- 35°28′41.83″N 136°11′36.2″E﻿ / ﻿35.4782861°N 136.193389°E
- Type: Kofun cluster
- Periods: Kofun period
- Location: Nagahama, Shiga, Japan
- Region: Kansai region

History
- Built: 3rd to 6th century AD

Site notes
- Public access: Yes (no public facilities)

= Kohori Kofun Cluster =

Kofun and Nara period bural mound in Nagahama, Japan

The Kohori Kofun Cluster (古保利古墳群) is a group of Kofun to early Nara period burial mounds located in the Takatsuki neighborhood of the city of Nagahama, Shiga Prefecture in the Kansai region of Japan. It was designated a National Historic Site of Japan in 2003. It is the largest kofun cluster in Shiga Prefecture.

==Overview==
The Kohori Kofun Cluster extends along a three kilometer ridge running north-to-south on Nishinoyama hill facing Shiotsu Bay at the northern end of Lake Biwa. The ridge has an elevation of 200 to 240 meters, and is 100 meters above the surface of Lake Biwa. The cluster consists of seven keyhole-shaped zenpō-kōen-fun (前方後円墳), having one square end and one circular end, when viewed from above, eight "two conjoined rectangles" type (zenpō-kōhō-fun (前方後方墳)), one scallop-shaped hotategai-gata-fun (帆立貝型墳), 79 circular-type (empun (円墳)) and 37 square-type (hōfun (方墳)) for a total of 132 tumuli. These have been divided by archaeologists into six groupings labelled "Group A" through "Group F" during a survey in 1965. The largest is the Nishinoyama Kofun, which has a total length of 90 meters. Most of the circular and square mounds are from 10 to 20 meters in diameter or on each side, with the largest at no more the 30 meters.

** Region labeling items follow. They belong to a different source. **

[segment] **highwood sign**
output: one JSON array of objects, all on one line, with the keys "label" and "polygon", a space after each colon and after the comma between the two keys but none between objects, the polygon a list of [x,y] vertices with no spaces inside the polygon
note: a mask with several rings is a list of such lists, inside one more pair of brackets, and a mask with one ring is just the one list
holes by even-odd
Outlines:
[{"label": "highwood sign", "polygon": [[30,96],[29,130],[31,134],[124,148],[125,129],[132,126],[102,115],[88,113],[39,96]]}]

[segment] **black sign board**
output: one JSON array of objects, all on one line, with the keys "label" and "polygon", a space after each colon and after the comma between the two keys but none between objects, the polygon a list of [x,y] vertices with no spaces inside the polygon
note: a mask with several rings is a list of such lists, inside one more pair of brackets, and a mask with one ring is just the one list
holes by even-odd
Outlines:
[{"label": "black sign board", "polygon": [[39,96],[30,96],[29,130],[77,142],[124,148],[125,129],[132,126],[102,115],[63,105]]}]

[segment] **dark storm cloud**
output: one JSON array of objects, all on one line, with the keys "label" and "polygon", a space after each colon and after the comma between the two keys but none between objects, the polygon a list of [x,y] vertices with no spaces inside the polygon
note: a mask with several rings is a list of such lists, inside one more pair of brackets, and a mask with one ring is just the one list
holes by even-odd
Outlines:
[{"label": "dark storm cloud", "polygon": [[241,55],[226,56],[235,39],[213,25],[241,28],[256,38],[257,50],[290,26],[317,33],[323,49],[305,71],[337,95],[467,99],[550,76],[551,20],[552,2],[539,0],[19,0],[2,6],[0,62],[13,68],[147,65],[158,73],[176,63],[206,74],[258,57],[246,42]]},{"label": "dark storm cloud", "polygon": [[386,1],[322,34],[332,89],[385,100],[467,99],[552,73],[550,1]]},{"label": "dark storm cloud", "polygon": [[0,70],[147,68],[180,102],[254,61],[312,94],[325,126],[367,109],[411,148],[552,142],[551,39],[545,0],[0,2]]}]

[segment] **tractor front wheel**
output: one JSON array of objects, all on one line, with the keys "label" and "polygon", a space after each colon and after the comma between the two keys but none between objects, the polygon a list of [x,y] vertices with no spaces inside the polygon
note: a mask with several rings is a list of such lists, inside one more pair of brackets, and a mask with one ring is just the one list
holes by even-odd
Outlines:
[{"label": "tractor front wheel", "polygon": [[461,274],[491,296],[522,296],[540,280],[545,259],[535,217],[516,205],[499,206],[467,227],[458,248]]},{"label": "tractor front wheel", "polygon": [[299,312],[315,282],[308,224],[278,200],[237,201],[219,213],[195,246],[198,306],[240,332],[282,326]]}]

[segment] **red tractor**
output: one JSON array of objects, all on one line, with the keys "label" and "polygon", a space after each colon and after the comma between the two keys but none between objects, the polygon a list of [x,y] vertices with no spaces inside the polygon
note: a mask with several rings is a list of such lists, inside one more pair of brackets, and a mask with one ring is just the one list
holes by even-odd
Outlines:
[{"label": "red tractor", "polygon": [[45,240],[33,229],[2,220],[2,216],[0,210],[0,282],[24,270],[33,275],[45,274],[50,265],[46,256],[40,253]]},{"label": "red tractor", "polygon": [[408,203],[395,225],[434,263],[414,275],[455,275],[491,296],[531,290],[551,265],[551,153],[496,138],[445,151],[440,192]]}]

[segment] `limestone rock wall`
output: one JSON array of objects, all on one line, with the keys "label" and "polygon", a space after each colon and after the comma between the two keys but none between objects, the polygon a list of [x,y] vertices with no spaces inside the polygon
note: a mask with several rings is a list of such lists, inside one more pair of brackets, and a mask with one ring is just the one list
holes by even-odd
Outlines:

The larger zenpō-kōen-fun and zenpō-kōhō-fun are estimated to date from the early Kofun period, or around the beginning of the 3rd century AD. This has been verified by an excavation of the Komatsu Kofun from 1998 to 2000, from which numerous grave goods were recovered, including much earthenware, bronze mirrors and copper and iron products. No haniwa have been recovered from any of the tumuli in the cluster, but fukiishi have been found on some of the earlier tombs. The smaller circular and square tombs date to as late as the early 7th century AD, or into the early Nara period.

The site is unusual not only in the number of tumuli, but in the variety of styles. In addition, although it is on the major highway from the Yamato region to the Sea of Japan, the kofun are visible only from Lake Biwa, indicating that the builders had a strong connection to water transportation on the lake. The site is about ten minutes by car from Takatsuki Station on the JR West Hokuriku Main Line.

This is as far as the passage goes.